Hopefully someone can answer your "rest period" question. I've heard a lot of different versions of what to do, but Kasselmann always suggest putting the dormant bulb into soil for several months and leaving at a temp or 20-25 degrees celcius for several months. Occasionally sprinkling with water, but not too much. You want the bulb to remain relatively dry so it doesn't rot. I've also heard of people refrigerating them and having success. Seems to be two different schools of thought, so hopefully someone with experience comes along!


----------



## Mr_docfish (Apr 21, 2008)

looks like an asian spp (single white inflorescence) cant really tell, and there are lots of hybrids out there now too. Most do not require dormant periods as such, but if it does slow down, you can just leave it in the tank and drop the temp to about 22Celcius and leave it there for about 4 weeks and then pick the temp back up to 26C or what ever you like to keep it at and do some water changes, and you will find it will come back with vigour. Basically, you will have to look at what happens in the wild.... the water either dries up (very rarely does it dry completely, just moist) or the water gets really cold and cloudy from heavy rains... during this time, the aponogetons hang back and wait for a better time to grow and flower. 
if you want the leaves to grow straighter, try adding a bit more trace and/or add Calcium iand see what happens.


----------



## pepetj (Oct 2, 2008)

Here are a few more pics of my Aponogeton species. Another stem is looking for the water surface!. I am now carefully dosing chelated iron weekly.

I trimmed three damaged leaves today and took some pics hoping you can help me ID it.

The longest leaf measures 33" (84 cm).

Pepetj
Santo Domingo

PS: Mr_docfish, I saw your planted tank (clicked at your signature's link). I tip my hat to you!


----------



## Mr_docfish (Apr 21, 2008)

I might be wrong about the asian spp...... it looks more like A longiplumosus 









looking at the tip of the inflorescence, which is pink, and the size of the tepals, I am quite sure of it.

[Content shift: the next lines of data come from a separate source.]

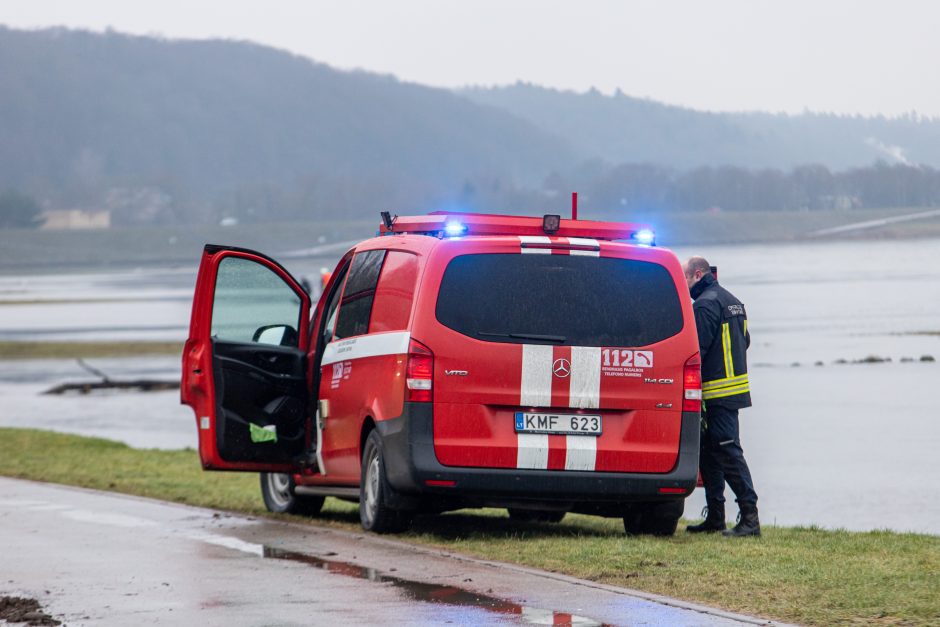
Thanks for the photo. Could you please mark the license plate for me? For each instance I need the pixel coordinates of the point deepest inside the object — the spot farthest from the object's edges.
(561, 424)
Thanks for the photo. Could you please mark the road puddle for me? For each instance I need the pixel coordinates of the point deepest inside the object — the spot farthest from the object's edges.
(436, 593)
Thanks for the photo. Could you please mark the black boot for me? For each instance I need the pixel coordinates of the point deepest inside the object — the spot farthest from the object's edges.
(714, 521)
(749, 525)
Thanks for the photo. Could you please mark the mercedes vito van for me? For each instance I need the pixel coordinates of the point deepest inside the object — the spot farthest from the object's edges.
(542, 365)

I have not seen one in person (hoping someone will send me one... or better off sending seeds.... Quarantine is pretty tight here.....), and normally it has a double inflorescence (but can be single) and can come in white and pink and variations in between: 









Looking at the leaves you have removed.... I would suggest more frequent addition of trace elements and possibly cooler water with an extra addition of calcium.

so far it looks good, hope it continues well for you.


----------